Es uno de los mejores magos del mundo. Tanto, que lleva desde niño haciendo creer a todos que es un virtuoso violinista. Ni siquiera su familia, perteneciente a una larga tradición de magos, había descubierto el truco. Una ceremoniosa tarde, cuando estaba a punto de caer la noche, el padre paró el atardecer. Era uno de sus mejores trucos. Durante unos minutos que nunca acabaron cedió a su pequeño la varita que pasaba de generación en generación: una varita de más de trescientos años que Ali Narakami recibió y acto seguido convirtió en arco. De su otra mano se condensó la ilusión de un violín. Y comenzó a tocar. La familia de magos, convertidos en espectadores de un truco que nunca antes habían presenciado, admitieron que la pericia del niño con el instrumento era algo fuera de lo común. Después de meditarlo durante siete días y siete noches, decidieron que era conveniente orientarlo hacia esa carrera, lejos de la farándula y la ingrata vida de gran parte de los ilusionistas.
De manera que Ali Narakami siguió haciendo creer que tocaba y estudió en los más exigentes conservatorios musicales. Poco a poco empezó a ser conocido y dio importantes conciertos en los lugares más prestigiosos. Pero era un mago entre músicos y no podía disimularlo: no dejaba indiferente a nadie. Los puristas asistían a algo que no comprendían pero que técnicamente no podían criticar y eso les cabreaba. Decían que lo que hacía estaba mal, mal, mal, moralmente mal querían decir, y que su aspecto no era el de un músico serio. En lo último tenían razón: Ali Narakami es como un músico de rock con un violín al cuello. El resto se debatía entre el embelesamiento y el trance. Pero el truco. Es que el truco es muy bueno: los que acuden esperando ver una actuación musical salen más que menos desconcertados y agitados. Algo rompe sus expectativas. Acuden a escuchar música clásica y salen cocleando un entusiasmado sí pero no. No son muy conscientes de que lo que han visto es magia, porque hoy por hoy y sea por lo que sea, la magia y la música clásica no parecen compartir el mismo segmento de público.

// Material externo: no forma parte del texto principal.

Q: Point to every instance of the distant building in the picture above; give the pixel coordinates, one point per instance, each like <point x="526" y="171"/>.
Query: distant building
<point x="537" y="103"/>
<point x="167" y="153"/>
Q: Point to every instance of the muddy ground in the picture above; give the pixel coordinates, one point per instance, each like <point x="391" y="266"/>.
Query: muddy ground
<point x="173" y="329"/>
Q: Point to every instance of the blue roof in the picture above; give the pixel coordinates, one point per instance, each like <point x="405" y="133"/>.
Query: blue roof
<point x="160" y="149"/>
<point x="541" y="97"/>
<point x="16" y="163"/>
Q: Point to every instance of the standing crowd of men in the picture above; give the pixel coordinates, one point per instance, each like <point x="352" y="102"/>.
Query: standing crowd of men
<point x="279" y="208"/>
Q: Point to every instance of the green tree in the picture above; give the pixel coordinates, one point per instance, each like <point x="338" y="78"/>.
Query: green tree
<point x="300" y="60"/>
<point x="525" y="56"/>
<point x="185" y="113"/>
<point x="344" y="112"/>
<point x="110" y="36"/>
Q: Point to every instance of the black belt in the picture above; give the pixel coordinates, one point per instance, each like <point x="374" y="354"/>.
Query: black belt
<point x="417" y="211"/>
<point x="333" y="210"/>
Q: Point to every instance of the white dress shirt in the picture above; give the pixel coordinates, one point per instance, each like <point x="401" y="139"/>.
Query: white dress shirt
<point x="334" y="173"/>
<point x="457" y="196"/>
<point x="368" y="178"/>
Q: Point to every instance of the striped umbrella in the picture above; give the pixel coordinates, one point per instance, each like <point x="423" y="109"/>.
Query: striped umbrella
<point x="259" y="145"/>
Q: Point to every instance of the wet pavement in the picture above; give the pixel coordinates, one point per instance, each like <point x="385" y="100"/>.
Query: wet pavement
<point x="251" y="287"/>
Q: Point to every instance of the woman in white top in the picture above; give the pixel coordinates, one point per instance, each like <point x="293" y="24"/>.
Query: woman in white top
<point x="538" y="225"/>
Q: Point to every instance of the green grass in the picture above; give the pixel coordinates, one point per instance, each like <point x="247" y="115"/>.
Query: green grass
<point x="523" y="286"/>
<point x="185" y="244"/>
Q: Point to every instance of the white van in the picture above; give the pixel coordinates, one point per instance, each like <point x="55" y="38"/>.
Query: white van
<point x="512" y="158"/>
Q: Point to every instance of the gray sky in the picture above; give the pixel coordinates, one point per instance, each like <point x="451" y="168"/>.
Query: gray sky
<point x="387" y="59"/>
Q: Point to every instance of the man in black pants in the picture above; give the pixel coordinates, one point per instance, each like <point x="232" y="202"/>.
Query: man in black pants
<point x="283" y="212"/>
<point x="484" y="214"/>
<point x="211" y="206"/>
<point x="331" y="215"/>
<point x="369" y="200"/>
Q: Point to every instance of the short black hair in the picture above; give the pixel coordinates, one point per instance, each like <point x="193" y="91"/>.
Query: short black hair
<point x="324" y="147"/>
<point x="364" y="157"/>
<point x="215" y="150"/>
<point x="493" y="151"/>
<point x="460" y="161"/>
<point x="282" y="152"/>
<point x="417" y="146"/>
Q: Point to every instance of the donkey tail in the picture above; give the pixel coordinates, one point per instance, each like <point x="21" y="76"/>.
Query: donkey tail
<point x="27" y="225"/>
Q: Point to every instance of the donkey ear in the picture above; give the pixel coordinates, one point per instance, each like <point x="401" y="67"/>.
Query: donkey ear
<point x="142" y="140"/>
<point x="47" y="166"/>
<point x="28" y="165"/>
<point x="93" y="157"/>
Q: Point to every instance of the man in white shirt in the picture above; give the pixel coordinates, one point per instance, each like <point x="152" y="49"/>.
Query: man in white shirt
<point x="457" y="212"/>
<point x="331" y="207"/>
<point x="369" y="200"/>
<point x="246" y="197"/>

Pero ahí fui yo, aprendiz de maga en interminable búsqueda de las palabras mágicas y de raras avis. Fui al concierto del violinista y me di cuenta de que era mago cuando la música comenzó a brotar compacta. Comenzó a brotar como materia. La música se extendía por la sala a chorros, hirientes, envolventes y embriagadores. El truco funcionaba. La gente estaba entregada y se dejaba hacer. La mujer que se sentaba a mi lado decía -¡qué barbaridad! ¡hace lo que quiere con él! ¡sólo le falta hablar!- y era cierto: al violín sólo le faltaba hablar. Yo veía esas ramas de enredadera y cómo podía dirigirlas a su voluntad. Vi cómo nos amarraban, sentí cómo nos levantaban uno a uno de nuestras sillas, cómo el suelo se anochecía y quedaba en el suspenso de las horas: el viejo y hermoso truco de parar el tiempo. Supe que era una gran estrategia para desnudar a cualquier chica del público ante la mirada hipnotizada e inconsciente de su novio, cuando clacs,
reventó una cuerda del violín, látigo finísimo que restalló como un pellizco colectivo en los estómagos.
-¡Ha estallado una cuerda! ¡no lo puedo creer! ¡la ha roto!- murmuraba, atónita, la gente.
Cambió la cuerda al momento, levanto mis mangas para que veáis que no tengo cartas escondidas y entonces volvió a hacer como que tocaba, y uno a uno, despacito, uno a uno, con mimo, con caricias, los chorros de música nos devolvieron a nuestros asientos.
El mago se guardó todos nuestros aplausos, saludó sonriente, guardó su varita. Le esperé a la salida. Para decirle camino del metro:
-Sabes, creo que te he pillado el truco.